Now the Isabella Stewart Gardner Museum has announced it is offering a reward of $10 million — in return for help solving the mystery of the missing masterpieces.

The museum had previously offered a $5 million reward, but has temporarily upped that figure as it solicits a new generation for information leading to the return of the stolen works.

“Typically stolen masterpieces are either recovered soon after a theft or a generation later,” Anthony Amore, the museum’s security director said Tuesday.

“We remain optimistic that these works will ultimately be recovered,” he added.

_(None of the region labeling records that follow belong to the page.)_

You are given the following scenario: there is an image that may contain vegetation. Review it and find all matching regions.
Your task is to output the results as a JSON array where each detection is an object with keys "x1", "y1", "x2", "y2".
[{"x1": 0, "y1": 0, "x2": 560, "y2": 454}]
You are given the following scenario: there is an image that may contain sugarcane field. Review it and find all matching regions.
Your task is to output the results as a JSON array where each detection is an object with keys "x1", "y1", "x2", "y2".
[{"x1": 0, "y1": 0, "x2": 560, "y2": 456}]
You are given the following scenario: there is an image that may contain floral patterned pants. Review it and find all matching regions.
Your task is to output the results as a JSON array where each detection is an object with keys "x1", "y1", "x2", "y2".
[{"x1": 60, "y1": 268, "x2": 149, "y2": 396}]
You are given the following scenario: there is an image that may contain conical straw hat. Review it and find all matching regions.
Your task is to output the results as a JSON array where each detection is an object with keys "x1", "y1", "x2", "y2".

“It is our fervent hope that by increasing the reward, our resolve is clear that we want the safe return of the works to their rightful place and back in public view,” said Steve Kidder, president of the museum’s board.

The heist

It was just past midnight on March 18, 1990, when two men dressed as Boston police officers walked into the museum. They had told security guards they were responding to a call. Breaking protocol, the security staff let them in.

After luring them away from the only alarm button in the museum, “the thieves then handcuffed both guards and took them into the basement where they were secured to pipes and their hands, feet, and heads duct taped,” a statement from the museum said.

With security out of the way, the thieves were able to roam the galleries, stealing 13 works of art.

The haul has an estimated worth of more than $500 million.

In 2015, the Department of Justice released grainy surveillance footage from the heist.

The statute of limitations has run out, so the FBI cannot charge anyone with the theft, the FBI said in 2013.

The bureau said suspects in the case “are members of a criminal organization with a base in the mid-Atlantic states and New England.”